Wednesday, April 8, 2009

SANTOS V. COMELEC (REMEDIAL, ELECTION)


The petition is impressed with merit. As shown in the records, respondent was guilty of forum-shopping.

FORUM-SHOPPING is an act of a party against whom an adverse judgment or order has been in one forum of seeking and possibly getting a favorable opinion in another forum, other than by appeal or special civil action for certiorari. It may also be the institution of 2 or more actions or proceedings grounded on the same cause on the supposition that one or the other court would make a favorable disposition.

For it to exist, there should be:

  1. identity of parties, or at least such as would represent the same interest in both actions;
  2. identity of rights asserted and relief prayed for, the relief being founded on the same facts; and
  3. identity of the 2 preceding particulars such that any judgment rendered in the other action will, regardless of which is successful, amount to res judicata in the action under consideration.

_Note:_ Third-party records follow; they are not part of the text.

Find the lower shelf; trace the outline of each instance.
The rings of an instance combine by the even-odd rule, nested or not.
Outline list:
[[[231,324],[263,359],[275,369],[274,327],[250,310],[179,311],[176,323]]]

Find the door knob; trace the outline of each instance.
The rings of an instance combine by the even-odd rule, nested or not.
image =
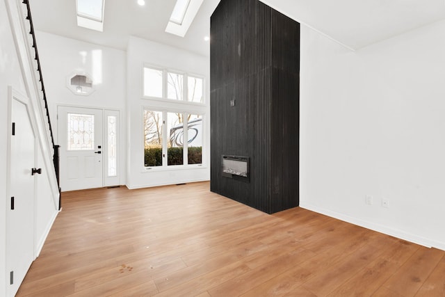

Considering that respondent was indubitably guilty of forum-shopping when he filed SPR No. 37-2002, his petition should have been dismissed outright by the COMELEC. Willful and deliberate forum-shopping is a ground for summary dismissal of the case and constitutes direct contempt of court.

A valid exercise of the discretion to allow EXECUTION PENDING APPEAL requires that it should be based "upon good reasons to be stated in a special order." The following constitute "good reasons" and a combination of 2 or more of them will suffuie to grant execution pending appeal:

  1. public interest involved or will of the electorate;
  2. the shortness of the remaining portion of the term of the contested office; and
  3. the length of time that the election contest has been pending.

To deprive trial courts of their discretion to grant execution pending appeal would, in the words of Tobon Uy v. COMELEC, bring back the ghost of the GRAB-THE-PROCLAMATION-PROLONG-THE-PROTEST techniques so often resorted to by devious politicians in the past in their efforts to perpetuate their hold to an elective office. This would, as a consequence, lay to waste the will of the electorate.